“Why isn’t the sheriff here yet, you think?” Letha asks. “I kept expecting him to show up.”
“Why would he call it in?” Jade says back.
Letha hears exactly what Jade’s saying, but still says it anyway: “My dad, you mean.”
“Your dad.”
“Who would never do a thing like this.”
“Who did, then?”
Letha just sits there, and after a few seconds of it, Jade notices she’s crying. No sound, just tears.
“The twins,” she says, about the massacre on the yacht.
“And L-Lemmy. Gal.”
Because of course the final girl doesn’t think of herself first.
“If it matters, then… I think they’re all right, probably,”
Jade says.
“Why do you think that?”
“Kids believe in the boogeyman. They know to hide.”
“Thought you were going to say that my dad wouldn’t do that.”
“That too,” Jade says, uselessly.
“So, what now?” Letha asks.
“Want to go to a horror movie with me?” Jade asks back.
Letha just looks up to her about this, like checking if this is even a serious question.
“Hardy’ll be there,” Jade adds.
“I know where the keys are,” Letha says, tossing her chin to the yacht. “We can—”
“Going back on that boat is a death sentence. He— whoever it is, he’s probably there waiting. He knows we need a phone.
So they’re probably all already overboard.”
Letha looks down to what she’s wearing: her ruined camisole and pajama bottoms. No shoes. Aside from covering her in the most minimal way, the only real purpose her sleep clothes are serving anymore is to keep the gore and blood close to her, which might be good if she were going up against Van Damme in an alien suit, but Theo Mondragon doesn’t have heat vision, just slasher goggles.
Still, instead of already having sneaked over to the yacht for a clothes-change, here she is, right?
“Thanks for digging me out,” Jade tells her. “You didn’t have to, I know. I’m not worth it.”
“Please shut up.”
“You could have split, really.”
“Jade, you—it’s not your fault, what your father… and why you’re… you.”
“Yeah, I know, wow, it’s terrible, isn’t it?”
“I didn’t mean it like that. You’re you, and that’s great.”
“We should get going,” Jade says, high-stepping out of this moment.
She swings her hurt leg ahead of her and brushes past Letha.
“And we’ve all got daddy issues, right?” she can’t help but mumble, wincing the instant it crosses her lips.
“My dad isn’t the one—”
“Then why didn’t he dig you out?” Jade asks, playing with her lighter now, wishing so hard for a smoke.
“He didn’t know where we were,” Letha says, stepping out now as well, her voice rising a bit, in defense.
“If he felt that collapse, or heard it, or smelled it, whatever,”
Jade says, finally getting a strong flame going to occupy her eyes, give her somewhere else to look, “then… then either he thinks we’re dead, which is score one for the good guys, or he went for help.”
“Instead of digging us out?”
“How long did it take you?”
Letha narrows her eyes across the lake, considering this.
“He’d have had to go all the way around,” she says, liking this.
“And his leg’s like mine now,” Jade adds with a shrug.
“He used to play football,” Letha says. “He says he played one game with his kneecap all the way behind his knee.”
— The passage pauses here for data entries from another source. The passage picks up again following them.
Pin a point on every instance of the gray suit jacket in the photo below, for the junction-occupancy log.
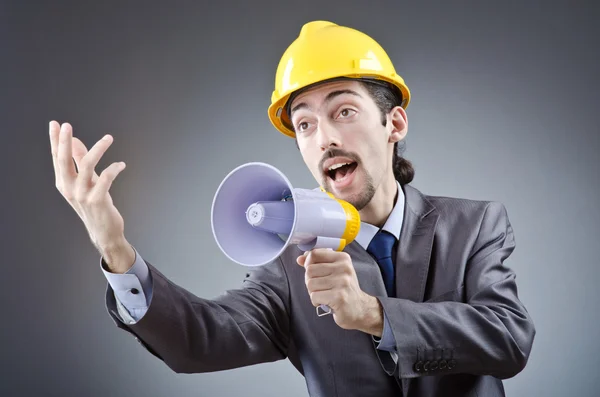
(457, 320)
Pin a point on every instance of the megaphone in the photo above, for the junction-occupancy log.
(256, 214)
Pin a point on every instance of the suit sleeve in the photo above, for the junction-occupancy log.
(490, 333)
(241, 327)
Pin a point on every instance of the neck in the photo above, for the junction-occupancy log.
(382, 203)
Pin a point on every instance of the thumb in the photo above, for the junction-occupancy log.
(302, 258)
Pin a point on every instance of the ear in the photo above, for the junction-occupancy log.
(397, 124)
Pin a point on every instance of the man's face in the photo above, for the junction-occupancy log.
(343, 141)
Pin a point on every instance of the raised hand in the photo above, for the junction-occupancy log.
(87, 192)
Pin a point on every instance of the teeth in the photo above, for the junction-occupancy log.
(336, 166)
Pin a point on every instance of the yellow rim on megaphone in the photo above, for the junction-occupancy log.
(352, 222)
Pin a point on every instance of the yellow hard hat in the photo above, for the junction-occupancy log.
(325, 51)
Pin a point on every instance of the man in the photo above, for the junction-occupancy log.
(422, 302)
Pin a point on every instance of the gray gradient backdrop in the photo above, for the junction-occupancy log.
(505, 107)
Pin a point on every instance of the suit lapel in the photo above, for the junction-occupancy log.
(367, 270)
(415, 245)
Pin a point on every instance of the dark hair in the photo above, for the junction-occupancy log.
(386, 97)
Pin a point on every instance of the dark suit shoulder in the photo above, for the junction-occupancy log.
(466, 213)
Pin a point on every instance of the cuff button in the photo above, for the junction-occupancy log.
(418, 366)
(451, 364)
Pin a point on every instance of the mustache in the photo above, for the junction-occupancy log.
(335, 152)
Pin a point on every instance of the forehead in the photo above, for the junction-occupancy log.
(318, 93)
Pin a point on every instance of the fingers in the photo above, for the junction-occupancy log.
(79, 152)
(54, 130)
(90, 160)
(105, 181)
(65, 156)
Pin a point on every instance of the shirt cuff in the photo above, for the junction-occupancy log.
(387, 341)
(133, 288)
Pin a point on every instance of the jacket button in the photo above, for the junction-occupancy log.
(418, 366)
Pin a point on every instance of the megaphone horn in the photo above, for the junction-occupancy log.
(256, 214)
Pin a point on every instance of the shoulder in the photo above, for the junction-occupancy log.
(462, 210)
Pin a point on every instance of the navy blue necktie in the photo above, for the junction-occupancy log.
(381, 249)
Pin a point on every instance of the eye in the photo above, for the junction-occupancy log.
(302, 126)
(347, 112)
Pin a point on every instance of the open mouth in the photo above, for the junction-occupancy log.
(339, 172)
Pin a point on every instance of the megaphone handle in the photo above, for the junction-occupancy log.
(326, 309)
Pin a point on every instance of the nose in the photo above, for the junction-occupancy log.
(328, 136)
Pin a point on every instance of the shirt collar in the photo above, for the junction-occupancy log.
(392, 225)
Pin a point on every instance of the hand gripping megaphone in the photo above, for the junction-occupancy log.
(256, 214)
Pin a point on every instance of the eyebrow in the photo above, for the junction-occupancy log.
(328, 98)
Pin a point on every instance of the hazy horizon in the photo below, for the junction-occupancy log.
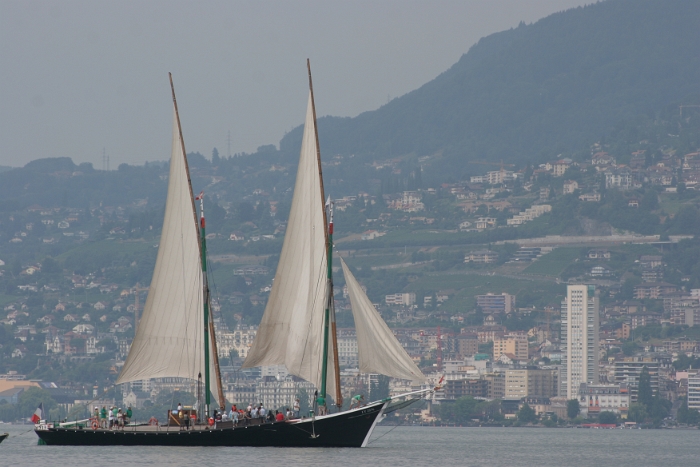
(82, 76)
“There you have it,” Jade says, moving her lighter back and forth, daring the flame to flicker out. “But”—and she does look up for this—“why isn’t anybody here yet?”
Letha flicks her eyes away.
“Whatever you believe or want to believe or won’t believe,”
Jade tells her. “We have to get across the lake. We can’t stay here. Here’s done.”
“Terra Nova.”
“Terra Nova’s done, yeah.”
Letha steps past Jade for the boat garages.
Jade shrugs to herself, and, being sure Letha’s clear enough, tosses her lit lighter into the dead elk, trusting the pent-up methane to catch that lick of flame, whoosh up into a bulbous explosion, one Jade can walk away from in slow dramatic motion.